Rebiya Kadeer, dirigeante de la dissidence ouïghoure en exil aux Etats-Unis, est au Japon pour une visite de 5 jours. Elle profite de la tribune de Tokyo pour donner sa version des troubles du début du mois dans la province chinoise du Xinjiang. Mercredi, elle a accusé la Chine de garder le silence sur la disparition de « près de 10 000 personnes » pendant les émeutes d'Urumqi et a reproché aux Etats-Unis leur absence de réaction.
Avec notre correspondant à Tokyo, Frédéric Charles
Rebiya Kadeer, la présidente du Congrès mondial ouïghour, a dit à plusieurs sénateurs et parlementaires du Parti conservateur japonais au pouvoir que la répression contre les Ouïghours continue dans le Xinjiang, cette province musulmane turcophone du nord-est de la Chine.
L'opposante a demandé au Parti conservateur japonais d’obtenir de Pékin la libération pour des milliers de Ouïghours qui ont été arrêtés et de permettre à des représentants de l’ONU de se rendre sur place pour observer ce qui s’y passe.

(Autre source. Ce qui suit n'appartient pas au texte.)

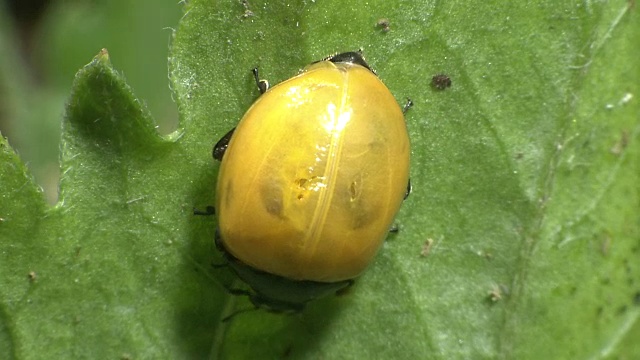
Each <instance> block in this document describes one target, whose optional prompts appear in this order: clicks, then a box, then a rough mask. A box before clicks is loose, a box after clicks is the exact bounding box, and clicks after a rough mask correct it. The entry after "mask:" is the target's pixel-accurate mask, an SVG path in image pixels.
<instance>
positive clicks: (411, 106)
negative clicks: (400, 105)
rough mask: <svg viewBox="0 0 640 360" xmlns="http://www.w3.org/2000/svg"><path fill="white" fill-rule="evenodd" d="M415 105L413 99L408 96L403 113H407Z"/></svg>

« Les violences contre les Ouïghours n’arrêtent pas. Dix mille personnes ont disparu en une seule nuit à Urumqi. Alors où sont allées ces personnes ? Si elles sont mortes, où sont leurs corps ?, a demandé Rebiya Kadeer lors d'une conférence de presse. « C’est l’oppression chinoise contre les Ouïghours et leur culture qui a provoqué cette explosion de violence à Urumqi », affirme-t-elle.